Identify at least two clear sides of a clear debate about one of these issues. Critically evaluate both sides of the debate relying on empirical facts, logic, and moral argument. Your title should be in the form of a question, which your paper will then answer. For example, in handling issue “b” above, you might pose this question: “In divorce cases, should judges normally give children’s mothers primary custody of them, or should they be as likely to give primary custody to the fathers as to the mothers.” Or this one: “In divorce cases, should judges normally give mothers primary custody of the children, or should they try, where feasible, to give both parents equal custody of the children?”

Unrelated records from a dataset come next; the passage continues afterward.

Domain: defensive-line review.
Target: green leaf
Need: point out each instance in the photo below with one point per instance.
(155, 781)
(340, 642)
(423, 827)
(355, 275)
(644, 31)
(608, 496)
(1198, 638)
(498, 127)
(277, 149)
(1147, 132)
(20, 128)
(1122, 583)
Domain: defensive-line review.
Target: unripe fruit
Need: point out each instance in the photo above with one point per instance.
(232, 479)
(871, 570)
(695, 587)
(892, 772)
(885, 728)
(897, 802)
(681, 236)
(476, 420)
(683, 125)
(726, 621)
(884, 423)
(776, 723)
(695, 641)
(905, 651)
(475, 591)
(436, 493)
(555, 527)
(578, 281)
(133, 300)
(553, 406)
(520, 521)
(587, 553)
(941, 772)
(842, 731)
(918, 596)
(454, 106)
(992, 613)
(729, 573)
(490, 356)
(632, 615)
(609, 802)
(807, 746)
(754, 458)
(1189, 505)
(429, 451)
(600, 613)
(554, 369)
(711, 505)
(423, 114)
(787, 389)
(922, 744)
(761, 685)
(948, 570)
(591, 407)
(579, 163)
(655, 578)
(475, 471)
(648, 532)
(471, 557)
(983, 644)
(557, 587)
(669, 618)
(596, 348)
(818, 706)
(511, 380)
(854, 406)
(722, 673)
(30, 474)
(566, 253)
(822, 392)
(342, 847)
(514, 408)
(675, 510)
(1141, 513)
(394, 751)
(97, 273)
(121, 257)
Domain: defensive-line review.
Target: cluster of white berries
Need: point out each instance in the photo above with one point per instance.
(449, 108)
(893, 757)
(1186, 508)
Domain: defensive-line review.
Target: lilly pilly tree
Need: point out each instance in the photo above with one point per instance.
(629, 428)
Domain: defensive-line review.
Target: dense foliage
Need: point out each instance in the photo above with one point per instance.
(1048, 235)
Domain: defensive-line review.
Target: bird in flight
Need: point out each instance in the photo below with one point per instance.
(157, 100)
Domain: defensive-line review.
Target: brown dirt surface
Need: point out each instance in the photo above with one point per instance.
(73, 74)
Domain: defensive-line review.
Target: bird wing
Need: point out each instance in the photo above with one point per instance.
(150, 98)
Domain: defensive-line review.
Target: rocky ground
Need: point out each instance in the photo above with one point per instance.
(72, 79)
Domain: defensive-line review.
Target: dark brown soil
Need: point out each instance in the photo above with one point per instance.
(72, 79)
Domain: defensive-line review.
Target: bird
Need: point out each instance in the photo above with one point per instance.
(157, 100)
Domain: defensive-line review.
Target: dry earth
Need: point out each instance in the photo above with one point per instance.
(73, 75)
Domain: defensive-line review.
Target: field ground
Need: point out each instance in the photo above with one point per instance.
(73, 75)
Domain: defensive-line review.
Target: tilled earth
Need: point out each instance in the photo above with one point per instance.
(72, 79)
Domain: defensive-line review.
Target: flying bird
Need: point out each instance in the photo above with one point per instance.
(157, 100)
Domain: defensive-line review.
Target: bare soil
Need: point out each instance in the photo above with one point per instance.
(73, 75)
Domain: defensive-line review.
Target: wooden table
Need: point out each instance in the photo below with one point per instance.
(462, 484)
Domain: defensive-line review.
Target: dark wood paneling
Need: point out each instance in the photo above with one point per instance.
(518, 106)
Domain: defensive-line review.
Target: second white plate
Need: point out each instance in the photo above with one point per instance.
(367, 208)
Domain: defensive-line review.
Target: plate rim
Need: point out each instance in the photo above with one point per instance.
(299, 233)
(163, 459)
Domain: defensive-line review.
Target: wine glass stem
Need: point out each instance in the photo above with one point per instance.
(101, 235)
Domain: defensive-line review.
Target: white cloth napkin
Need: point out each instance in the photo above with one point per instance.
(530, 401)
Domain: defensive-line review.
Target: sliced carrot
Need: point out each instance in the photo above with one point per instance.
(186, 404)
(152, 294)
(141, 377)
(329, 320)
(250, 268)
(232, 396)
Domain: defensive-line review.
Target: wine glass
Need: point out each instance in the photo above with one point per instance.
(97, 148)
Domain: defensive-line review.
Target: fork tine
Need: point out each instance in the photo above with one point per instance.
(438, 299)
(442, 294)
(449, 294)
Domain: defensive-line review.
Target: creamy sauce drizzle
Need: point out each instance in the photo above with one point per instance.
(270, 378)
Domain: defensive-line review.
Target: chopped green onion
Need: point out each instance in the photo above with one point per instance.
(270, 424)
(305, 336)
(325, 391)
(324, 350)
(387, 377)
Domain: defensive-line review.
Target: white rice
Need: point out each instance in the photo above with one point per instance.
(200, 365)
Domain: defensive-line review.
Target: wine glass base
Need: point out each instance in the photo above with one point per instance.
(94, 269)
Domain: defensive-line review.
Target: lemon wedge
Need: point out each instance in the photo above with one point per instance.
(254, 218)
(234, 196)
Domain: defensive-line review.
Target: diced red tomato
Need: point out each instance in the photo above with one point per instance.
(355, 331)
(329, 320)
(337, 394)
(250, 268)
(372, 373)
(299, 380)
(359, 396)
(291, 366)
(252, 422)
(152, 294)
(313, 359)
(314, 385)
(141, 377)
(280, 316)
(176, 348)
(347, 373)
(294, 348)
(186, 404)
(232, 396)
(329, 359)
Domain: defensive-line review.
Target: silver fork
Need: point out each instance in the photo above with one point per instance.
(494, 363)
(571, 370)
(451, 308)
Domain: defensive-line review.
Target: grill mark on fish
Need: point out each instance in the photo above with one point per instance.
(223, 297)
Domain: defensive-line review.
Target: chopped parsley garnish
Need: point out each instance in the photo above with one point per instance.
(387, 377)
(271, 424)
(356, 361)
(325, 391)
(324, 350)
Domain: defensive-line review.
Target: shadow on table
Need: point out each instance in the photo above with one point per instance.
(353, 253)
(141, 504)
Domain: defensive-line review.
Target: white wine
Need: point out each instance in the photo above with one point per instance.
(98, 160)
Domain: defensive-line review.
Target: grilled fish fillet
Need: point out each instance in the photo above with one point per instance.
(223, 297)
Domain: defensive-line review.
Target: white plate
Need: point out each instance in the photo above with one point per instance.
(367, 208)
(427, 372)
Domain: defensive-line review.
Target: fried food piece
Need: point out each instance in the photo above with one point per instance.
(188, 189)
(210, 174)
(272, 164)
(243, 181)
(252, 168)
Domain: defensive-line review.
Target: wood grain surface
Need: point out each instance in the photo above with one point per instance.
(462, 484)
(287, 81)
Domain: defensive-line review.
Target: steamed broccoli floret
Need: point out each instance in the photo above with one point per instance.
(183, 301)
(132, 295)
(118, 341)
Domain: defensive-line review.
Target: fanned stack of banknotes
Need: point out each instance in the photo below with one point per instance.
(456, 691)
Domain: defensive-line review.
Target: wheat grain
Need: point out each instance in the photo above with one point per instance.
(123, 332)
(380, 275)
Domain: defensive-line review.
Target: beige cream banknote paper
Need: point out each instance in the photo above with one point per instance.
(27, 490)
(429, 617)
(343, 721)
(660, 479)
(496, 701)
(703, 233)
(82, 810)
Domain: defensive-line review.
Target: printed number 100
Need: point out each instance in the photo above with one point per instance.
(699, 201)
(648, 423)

The best grades will be given to papers that fit all the basic requirements stated above, are (a) well written (overall organization, paragraph and sentence structure, grammar, spelling); (b) present good argumentation based on solid data, logical analysis, and moral persuasion; (c) comply with the above technical requirements (that is, length, margins, title page, page numbers, sources, etc.); (d) address the subject matter required; (e) be well (especially narrowly) focused; (f) be succinct—packing good, precise information into the short length allowed without being wandering, loose or redundant; and (g) be original and interesting. Also – and this is very important – that (h) the two sides you identify are fairly and accurately presented.